À gauche, le spectacle n’a pas manqué de sel. Jean-Luc Mélenchon, observateur amusé, aura vu le Parti socialiste s’égarer dans des contorsions dont il a le secret, multipliant les « accords techniques locaux », formule commode pour masquer des alliances de survie.
À Nantes, Brest ou Clermont-Ferrand, la préservation des bastions a primé la cohérence. Olivier Faure et François Hollande, en validant ces arrangements, ont semblé oublier qu’en politique la mémoire des électeurs est plus tenace qu’on ne le croit. La fermeté affichée à Paris pourrait d’ailleurs raviver des fractures entre sociaux-démocrates et Insoumis.

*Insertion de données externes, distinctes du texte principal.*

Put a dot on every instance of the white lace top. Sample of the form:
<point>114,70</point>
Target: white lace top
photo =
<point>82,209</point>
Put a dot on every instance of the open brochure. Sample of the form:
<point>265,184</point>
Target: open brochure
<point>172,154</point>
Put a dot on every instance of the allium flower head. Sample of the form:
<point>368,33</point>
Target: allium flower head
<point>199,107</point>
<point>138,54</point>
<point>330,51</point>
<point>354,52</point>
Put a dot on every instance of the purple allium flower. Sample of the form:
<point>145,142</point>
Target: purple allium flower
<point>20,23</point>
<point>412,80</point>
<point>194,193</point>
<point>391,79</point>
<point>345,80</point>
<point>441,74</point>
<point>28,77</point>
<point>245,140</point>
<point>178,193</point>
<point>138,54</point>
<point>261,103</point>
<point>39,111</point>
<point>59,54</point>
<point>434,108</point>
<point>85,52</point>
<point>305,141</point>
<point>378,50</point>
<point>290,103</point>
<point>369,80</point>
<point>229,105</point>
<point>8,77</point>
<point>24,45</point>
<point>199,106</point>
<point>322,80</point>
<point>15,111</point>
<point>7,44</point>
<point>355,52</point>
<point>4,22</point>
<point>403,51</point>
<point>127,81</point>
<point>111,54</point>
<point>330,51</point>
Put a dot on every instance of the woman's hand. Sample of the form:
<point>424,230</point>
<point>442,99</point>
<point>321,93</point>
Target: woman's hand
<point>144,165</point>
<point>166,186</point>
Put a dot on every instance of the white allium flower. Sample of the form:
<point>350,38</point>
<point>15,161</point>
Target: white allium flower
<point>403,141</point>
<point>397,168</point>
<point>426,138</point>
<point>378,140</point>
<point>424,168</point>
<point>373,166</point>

À droite, la digue face au RN a globalement tenu, malgré quelques fissures vite colmatées. Les ambiguïtés, les hésitations, les rétropédalages disent une chose : la question des alliances reste un poison lent. Le RN, lui, consolide ses positions sans parvenir à rompre son isolement. Il s’installe mais ne s’élargit pas.
Mais l’essentiel est ailleurs : dans le suspense qui entoure une soixantaine de grandes villes. Paris, Lyon, Bordeaux, Toulouse – autant de baromètres politiques dont les résultats orienteront la lecture nationale du scrutin. Dans ce paysage fragmenté, Édouard Philippe avance ses pions. Sa réélection probable au Havre devrait marquer le véritable coup d’envoi de sa course à l’Élysée. Discret mais constant, il entend capitaliser sur une image de stabilité dans un pays en quête de repères.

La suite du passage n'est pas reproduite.